Abstract
Sigma-Aldrich, the leading supplier of biochemical and organic chemical products for Life Science and High Technology, uses its print and electronic catalogs as its primary sales and marketing vehicle. A recent market research study by BioInformatics, LLC (a leading provider of market research to the biotechnology industry) ranked Sigma-Aldrich Number 1 among life science companies for its catalogs and website.
Sigma-Aldrich publishes nearly 1.5 million catalogs annually including content in 5 languages and 17 currencies. In order to achieve this volume, a centralized product information database called Corpbase was designed to be the company's repository for product information stored in an output independent format. As such, it can be repurposed to provide information for package labels, printed catalogs, brochures, and the online catalog.
Corpbase uses a blend of RDBMS (Oracle), Java and XML technologies to provide:
storage and maintenance of fielded information for over 100,000 individual chemical and equipment products, managed across 5 corporate divisions;
multiple language and currency versions for each publication;
management of the publication outline including entities like chapters, sections, product listings and graphic objects;
a method for excluding content that is not suitable for the current publication both globally and at the individual listing level;
support for rendering listings as either text prose or CALS tables;
a flexible phrase-builder engine for presenting atomized data in a variety of formats;
a technique to save space and reduce redundancy by moving duplicate information from products into higher-level groupings (deduping); and
DTDs that provide consistent input to both high-end desktop publishing software and the corporate website.

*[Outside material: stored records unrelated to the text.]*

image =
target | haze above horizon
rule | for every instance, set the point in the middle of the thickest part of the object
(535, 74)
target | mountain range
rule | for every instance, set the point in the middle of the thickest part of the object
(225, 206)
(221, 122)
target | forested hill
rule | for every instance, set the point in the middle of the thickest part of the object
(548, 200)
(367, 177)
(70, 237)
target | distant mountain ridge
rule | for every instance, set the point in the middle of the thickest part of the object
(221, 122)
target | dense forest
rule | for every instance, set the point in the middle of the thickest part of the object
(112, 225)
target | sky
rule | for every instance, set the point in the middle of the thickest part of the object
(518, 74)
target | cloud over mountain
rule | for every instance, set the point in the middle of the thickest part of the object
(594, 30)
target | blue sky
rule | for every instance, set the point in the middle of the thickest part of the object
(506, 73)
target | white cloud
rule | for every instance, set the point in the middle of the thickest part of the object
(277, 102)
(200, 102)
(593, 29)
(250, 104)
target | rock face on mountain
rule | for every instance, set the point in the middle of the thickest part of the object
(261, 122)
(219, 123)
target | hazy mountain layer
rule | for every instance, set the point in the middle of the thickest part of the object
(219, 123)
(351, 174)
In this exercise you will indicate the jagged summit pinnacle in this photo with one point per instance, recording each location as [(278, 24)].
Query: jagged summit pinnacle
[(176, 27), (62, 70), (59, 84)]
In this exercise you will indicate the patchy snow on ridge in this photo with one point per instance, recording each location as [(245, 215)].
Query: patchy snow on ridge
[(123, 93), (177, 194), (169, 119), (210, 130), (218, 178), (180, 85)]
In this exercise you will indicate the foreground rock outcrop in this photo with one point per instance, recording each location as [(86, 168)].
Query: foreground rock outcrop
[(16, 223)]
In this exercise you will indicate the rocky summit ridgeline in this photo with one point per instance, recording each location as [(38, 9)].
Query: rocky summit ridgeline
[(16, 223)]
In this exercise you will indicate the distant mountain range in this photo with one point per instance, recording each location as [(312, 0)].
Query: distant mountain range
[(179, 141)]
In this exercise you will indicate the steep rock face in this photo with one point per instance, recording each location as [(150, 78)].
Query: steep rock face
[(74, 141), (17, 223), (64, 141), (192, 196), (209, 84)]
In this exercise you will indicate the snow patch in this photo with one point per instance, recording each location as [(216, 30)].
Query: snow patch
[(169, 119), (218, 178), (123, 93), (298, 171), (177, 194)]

This case study will describe the major commercial products and technologies used in the project, the design decisions and tradeoffs that were made, and the overall results including lessons learned for the future. Specifically we will highlight the key role XML played in supporting filtered content, CALS table construction, deduping, and transforming the data stream into the various publishing DTDs. The technical information in this case study is directed towards an audience familiar with the basic use of XML, XSL, XPath, ERDs, and Java.
Keywords
Table of Contents
Sigma-Aldrich Corporation’s electronic publishing system (Corpbase) uses a client server architecture. The server is an Oracle 8i database running on an IBM 6H1 under AIX with an EMC disk array and 6GBs of RAM. The database is currently 12GB. The client applications are hosted on an NT based Citrix server. A Citrix client is then installed on the end user workstations, greatly reducing the client’s bandwidth demands on the corporate WAN. This allows the server to be housed in the US while supporting users located in 6 countries. Data is entered and maintained using a VB6 client application called CBClient. Publishing project outlines are defined and maintained using an MSAccess client called CBManager. CBContentWorkbench, an IIS ASP client application, is used to filter product and substance content by publication. The extraction of a publication uses JAVA, PL/SQL, and XML technologies to produce content appropriate for the target media, be it print, web, or some other destination.

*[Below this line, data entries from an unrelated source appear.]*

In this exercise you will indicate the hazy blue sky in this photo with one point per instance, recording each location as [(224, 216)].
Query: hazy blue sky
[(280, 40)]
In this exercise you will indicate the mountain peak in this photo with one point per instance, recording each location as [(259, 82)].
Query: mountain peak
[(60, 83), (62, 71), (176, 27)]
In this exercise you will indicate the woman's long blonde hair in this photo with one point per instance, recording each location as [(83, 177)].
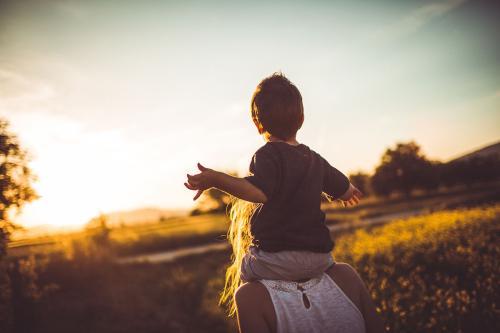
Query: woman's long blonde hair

This section describes the overall architecture of the system, and the major commercial and custom products and components used.

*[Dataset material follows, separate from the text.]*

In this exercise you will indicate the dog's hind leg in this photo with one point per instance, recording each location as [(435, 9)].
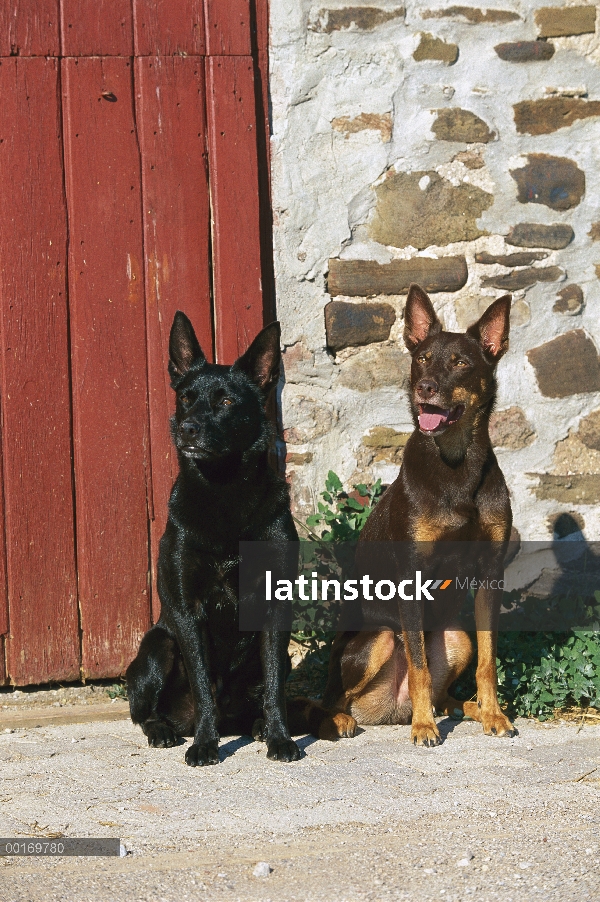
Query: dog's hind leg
[(448, 654), (149, 677), (306, 716)]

The system uses the following major commercial (off-the-shelf) components:
IBM 6H1 Server with with AIX 4.3.3 and 6GB RAM
Win2000 Server(client Apps) with Citrix XP
Oracle 8i
Oracle PL/SQL
Oracle Java
Oracle XDK
3B2 Composition Engine
The Corpbase publishing system integrates with our corporate ERP system SAP to reduce duplication in data entry and management. SAP is the master source for both EH&S(Environmental Health & Safety) information and pricing/packaging information. Before a project is extracted, this information is batch updated into Corpbase from a snapshot table on SAP using Oracle’s data replication feature.
A custom data model was designed and built using the standard Oracle design tools to store product information. A major feature of the data model is that all published texts are stored in tables with language_id as part of their compound primary key allowing a publication to be extracted in more than one language.
The outline of a publication is created by assembling the building blocks in a hierarchical tree starting from a section that represents the publication as a whole, working down through subsections until finally arriving at products, images and cross references etc. The three levels of organization in the publication are sections (entire collections of products of a similar type), followed by groups (loosely related products/substances) and substances (tightly related products). The tree leaves are products, images, text paragraphs (which allow for, for example, introductory text at the start of a section), and cross-references.
One of the unique issues faced in the development of Corpbase was how to deal with all the product attributes that were atomized in nature but were assembled differently for different publications. The solution was to employ a transform engine. The transform engine uses a set of Boolean rules to output text constants and variable data from the database as a meaningful text string. These rules allow for things like putting parentheses around a comment text only if the comment is present or putting punctuation between multiple items in a list. The transforms can also handle issues with different sentence structures in different languages. Typically a catalog will have 100,000-400,000 transform strings generated during the extraction process. This was implemented as a PL/SQL package rather than using XML due to the complex data structures needed to complete this task.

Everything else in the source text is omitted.